Limit is Sum

jeffer vitola

New member
hello ........... I propose this exercise for you to solve on various methods .......

$\lim_{n \to{+}\infty}{\frac{1}{n}\sum_{i=1}^n({1+\frac{i}{n}}})^{-2}$

thanks

att
jefferson alexander vitola

MarkFL

Staff member
I have moved this topic, as it seems to be posted as a challenge rather than for help.

ZaidAlyafey

Well-known member
MHB Math Helper
$\lim_{n \to{+}\infty}{\frac{1}{n}\sum_{i=1}^n({1+\frac{i}{n}}})^{-2}$
This can be solved directly using the Riemann sum

$$\displaystyle \lim_{n \to{+}\infty} \sum_{i=1}^n \frac{n}{(n+i)^2}=\int^2_1 \frac{1}{x^2}\, dx = \frac{1}{2}$$

jeffer vitola

New member
This can be solved directly using the Riemann sum

$$\displaystyle \lim_{n \to{+}\infty} \sum_{i=1}^n \frac{n}{(n+i)^2}=\int^2_1 \frac{1}{x^2}\, dx = \frac{1}{2}$$
hello........interesting, but as I said in my previous forum topic or main focus is that you develop by various methods ...... one can be evaluated by the summation properties and then calculate its limit for example,,,,,,,, if you are cant make exercise , there is not problem,,,, thanks........

att
jefferson alexander vitola

MarkFL

Staff member
hello........interesting, but as I said in my previous forum topic or main focus is that you develop by various methods ...... one can be evaluated by the summation properties and then calculate its limit for example,,,,,,,, if you are cant make exercise , there is not problem,,,, thanks........

att
jefferson alexander vitola
Zaid has shown you a very straightforward method to evaluate the sum. Your initial post said only "solve on various methods." And this is what Zaid has done.

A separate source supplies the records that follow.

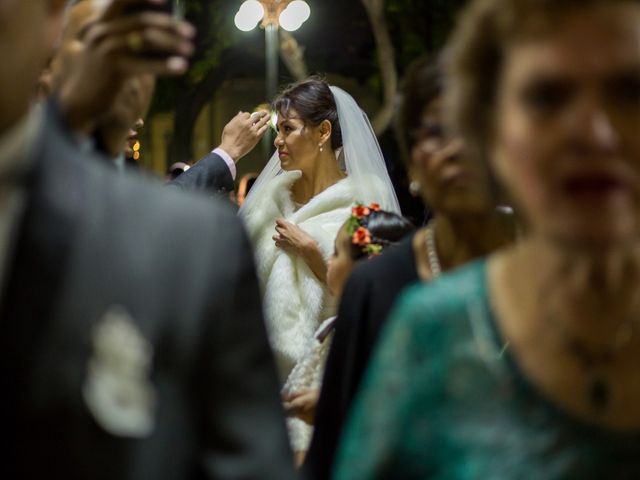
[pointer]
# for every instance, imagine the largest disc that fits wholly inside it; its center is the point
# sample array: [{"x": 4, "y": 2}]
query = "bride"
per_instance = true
[{"x": 327, "y": 159}]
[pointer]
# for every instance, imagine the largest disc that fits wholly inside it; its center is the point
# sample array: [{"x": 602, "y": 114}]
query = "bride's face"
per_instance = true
[{"x": 297, "y": 142}]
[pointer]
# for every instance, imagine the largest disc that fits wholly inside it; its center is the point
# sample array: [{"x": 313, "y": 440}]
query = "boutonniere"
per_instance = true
[{"x": 117, "y": 389}]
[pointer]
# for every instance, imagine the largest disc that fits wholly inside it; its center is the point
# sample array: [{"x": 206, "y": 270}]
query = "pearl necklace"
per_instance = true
[{"x": 432, "y": 253}]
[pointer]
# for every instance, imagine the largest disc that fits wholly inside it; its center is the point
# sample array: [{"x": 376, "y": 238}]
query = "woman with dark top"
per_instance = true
[
  {"x": 525, "y": 365},
  {"x": 367, "y": 233},
  {"x": 466, "y": 225}
]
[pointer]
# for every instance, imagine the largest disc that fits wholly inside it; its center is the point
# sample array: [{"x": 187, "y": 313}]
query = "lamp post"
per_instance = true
[{"x": 288, "y": 14}]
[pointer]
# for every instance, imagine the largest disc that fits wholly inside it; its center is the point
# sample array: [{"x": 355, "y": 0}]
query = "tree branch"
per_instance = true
[{"x": 387, "y": 64}]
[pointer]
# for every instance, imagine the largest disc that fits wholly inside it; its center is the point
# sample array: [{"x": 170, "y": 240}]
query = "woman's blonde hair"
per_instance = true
[{"x": 485, "y": 30}]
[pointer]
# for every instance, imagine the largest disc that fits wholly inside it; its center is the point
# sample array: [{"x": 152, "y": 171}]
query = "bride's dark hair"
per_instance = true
[{"x": 314, "y": 103}]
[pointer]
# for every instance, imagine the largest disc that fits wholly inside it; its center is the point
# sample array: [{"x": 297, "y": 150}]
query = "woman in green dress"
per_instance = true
[{"x": 526, "y": 365}]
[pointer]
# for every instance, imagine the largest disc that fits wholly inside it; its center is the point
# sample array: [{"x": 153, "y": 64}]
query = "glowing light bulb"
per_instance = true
[
  {"x": 250, "y": 13},
  {"x": 296, "y": 13}
]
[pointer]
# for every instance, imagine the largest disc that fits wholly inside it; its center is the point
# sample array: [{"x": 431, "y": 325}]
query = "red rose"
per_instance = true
[
  {"x": 361, "y": 237},
  {"x": 360, "y": 211}
]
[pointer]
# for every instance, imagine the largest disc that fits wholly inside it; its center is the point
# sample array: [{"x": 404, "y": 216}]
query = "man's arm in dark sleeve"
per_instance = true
[
  {"x": 210, "y": 175},
  {"x": 215, "y": 173},
  {"x": 244, "y": 430}
]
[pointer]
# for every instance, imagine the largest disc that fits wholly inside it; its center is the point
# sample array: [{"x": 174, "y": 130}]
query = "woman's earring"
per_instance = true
[{"x": 414, "y": 188}]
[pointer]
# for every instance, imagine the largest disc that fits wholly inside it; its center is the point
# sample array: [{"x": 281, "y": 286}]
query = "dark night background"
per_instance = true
[{"x": 337, "y": 40}]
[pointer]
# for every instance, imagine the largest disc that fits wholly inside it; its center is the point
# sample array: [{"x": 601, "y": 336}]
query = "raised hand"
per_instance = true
[{"x": 243, "y": 133}]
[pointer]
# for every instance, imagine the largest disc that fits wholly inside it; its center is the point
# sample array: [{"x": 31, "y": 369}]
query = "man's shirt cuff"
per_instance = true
[{"x": 228, "y": 160}]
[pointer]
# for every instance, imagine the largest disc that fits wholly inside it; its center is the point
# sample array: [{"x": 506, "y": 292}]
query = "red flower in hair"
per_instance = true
[
  {"x": 361, "y": 237},
  {"x": 360, "y": 211}
]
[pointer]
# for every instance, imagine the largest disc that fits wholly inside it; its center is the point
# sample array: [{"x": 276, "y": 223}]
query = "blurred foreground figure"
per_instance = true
[
  {"x": 106, "y": 373},
  {"x": 525, "y": 365},
  {"x": 113, "y": 131},
  {"x": 465, "y": 225}
]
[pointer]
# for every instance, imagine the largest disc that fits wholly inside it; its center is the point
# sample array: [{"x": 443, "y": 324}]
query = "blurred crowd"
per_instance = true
[{"x": 297, "y": 325}]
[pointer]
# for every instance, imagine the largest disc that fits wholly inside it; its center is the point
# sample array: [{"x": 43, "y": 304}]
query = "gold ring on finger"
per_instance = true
[{"x": 134, "y": 41}]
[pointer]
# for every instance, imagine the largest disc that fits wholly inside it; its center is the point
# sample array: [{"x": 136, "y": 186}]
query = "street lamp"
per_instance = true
[{"x": 287, "y": 14}]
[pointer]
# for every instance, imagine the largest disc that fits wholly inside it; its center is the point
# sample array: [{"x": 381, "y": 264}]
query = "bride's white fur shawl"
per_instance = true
[{"x": 296, "y": 302}]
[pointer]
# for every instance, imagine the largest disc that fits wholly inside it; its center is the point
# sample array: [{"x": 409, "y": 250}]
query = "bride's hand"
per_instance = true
[{"x": 293, "y": 239}]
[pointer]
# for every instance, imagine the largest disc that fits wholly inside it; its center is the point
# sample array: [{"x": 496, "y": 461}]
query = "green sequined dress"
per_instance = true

Why don't you demonstrate the technique you have? We expect that when people post problems as a challenge, they have a solution which they post if the problem has not been solved within about a week's time. Although this problem has been solved, but seemingly not to your satisfaction, it is now time for you to show us your solution.